Naturalmente, os holofotes têm recaído sobre os suspeitos de sempre: a taxação dos dividendos e o fim dos juros sobre capital próprio (JCP).

Para medir o impacto de uma medida como essa na Bolsa, o BTG Pactual fez um estudo com 140 empresas listadas em dois cenários distintos. 

O primeiro: 15% de imposto sobre dividendos, fim do JCP e nenhuma redução no imposto de renda das empresas. O segundo usa as mesmas premissas, mas com uma redução de 5 pontos percentuais no IR.

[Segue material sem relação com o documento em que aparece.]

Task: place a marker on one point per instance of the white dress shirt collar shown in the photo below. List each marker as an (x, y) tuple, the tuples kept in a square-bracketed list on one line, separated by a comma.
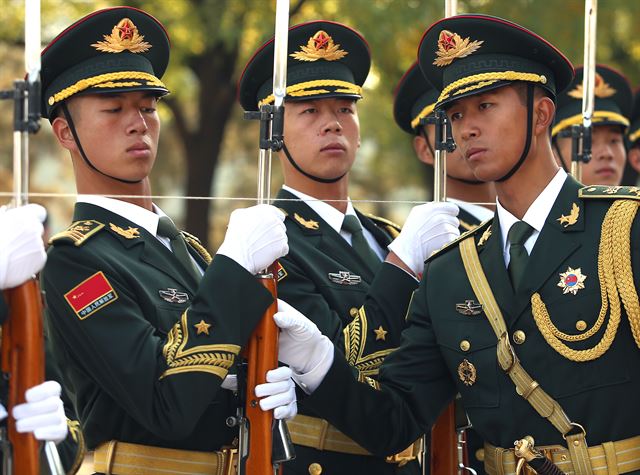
[(535, 216), (142, 217)]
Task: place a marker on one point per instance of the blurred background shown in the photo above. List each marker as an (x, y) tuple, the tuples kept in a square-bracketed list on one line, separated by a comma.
[(208, 150)]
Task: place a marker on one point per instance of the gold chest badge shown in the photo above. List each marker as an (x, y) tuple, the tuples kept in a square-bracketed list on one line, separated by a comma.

O BTG disse que fez a análise para 2023 e 2024, mas que acha “extremamente improvável” que uma medida dessas já tenha efeito em 2023 (já que para isso precisaria ser aprovada ainda este mês no Congresso). 

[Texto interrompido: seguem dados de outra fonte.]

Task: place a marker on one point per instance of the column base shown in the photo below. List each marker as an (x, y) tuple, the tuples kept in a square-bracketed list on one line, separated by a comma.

“As empresas que são grandes pagadoras de JCP, como os bancos e as companhias de  telecom, seriam as mais impactadas, com uma queda de 17% nos seus lucros de 2024 no pior cenário,” escreveu o analista Carlos Sequeira. 

No melhor cenário, com a redução de 5 pontos percentuais no IR, a queda no lucro dessas empresas seria de 10%. 

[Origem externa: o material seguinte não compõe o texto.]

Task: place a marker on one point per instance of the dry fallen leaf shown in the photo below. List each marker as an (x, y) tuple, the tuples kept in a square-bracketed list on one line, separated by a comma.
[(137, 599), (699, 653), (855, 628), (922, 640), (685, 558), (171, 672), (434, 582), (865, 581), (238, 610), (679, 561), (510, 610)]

Outra empresa muito impactada, segundo o BTG, seria a Ambev, que também paga JCP com frequência para reduzir seu lucro tributável. 

“Assumindo que a companhia não mude sua estrutura de capital, o impacto negativo nos lucros de 2024 pode chegar a 23% no pior cenário e a 18% considerando a redução de 5 p.p. no IR.”

Outro setor que deve sofrer com as mudanças é o de utilities, um grande pagador de dividendos que, com a mudança, perderiam a atratividade frente à Selic. 

Por outro lado, as empresas que tipicamente não fazem uso do benefício fiscal do JCP – setores como varejo, alimentação e provedores regionais de internet – sairão ganhando se o JCP acabar e houver um corte na alíquota de IR. Nesse cenário, o BTG calcula que essas empresas poderão ter um aumento de 6% a 7% em seus lucros em 2024.

Outro efeito colateral do aumento na tributação seria as empresas começarem a priorizar mais os programas de recompra de ações em vez dos dividendos. 

“As ações adquiridas poderiam ser canceladas e o programa de recompra produziria virtualmente o mesmo efeito para os acionistas que os dividendos –  com a exceção de que alguns investidores, especialmente aquelas que buscam ‘bond-like stocks’, estão realmente atrás de distribuições em dinheiro,” escreveu Sequeira. 

As reduções de capital também poderiam ser uma opção, já que elas funcionam de forma semelhante aos dividendos mas sem taxação (ainda que o Governo possa começar a taxá-las também).

“Também podemos ver algumas companhias, que em alguns casos operam com o que pode ser considerado uma estrutura de capital ineficiente, alavancando mais seus balanços para se aproveitar de uma maior despesa financeira para reduzir seu lucro tributável.”

Para o Governo, o BTG calcula que a taxação dos dividendos e o fim do JCP pode gerar um aumento de receita de R$ 50 bilhões a R$ 65 bilhões em 2024, no cenário em que não há uma redução no IR. (O valor varia porque o montante distribuído pelas empresas provavelmente cairia com a tributação).

“É importante ressaltar que o aumento nas receitas não resolveria o descumprimento do teto de gastos e não abriria espaço para mais programas sociais, já que pela legislação atual isso só seria possível reduzindo despesas (pelo menos enquanto o teto de gastos estiver vigorando).”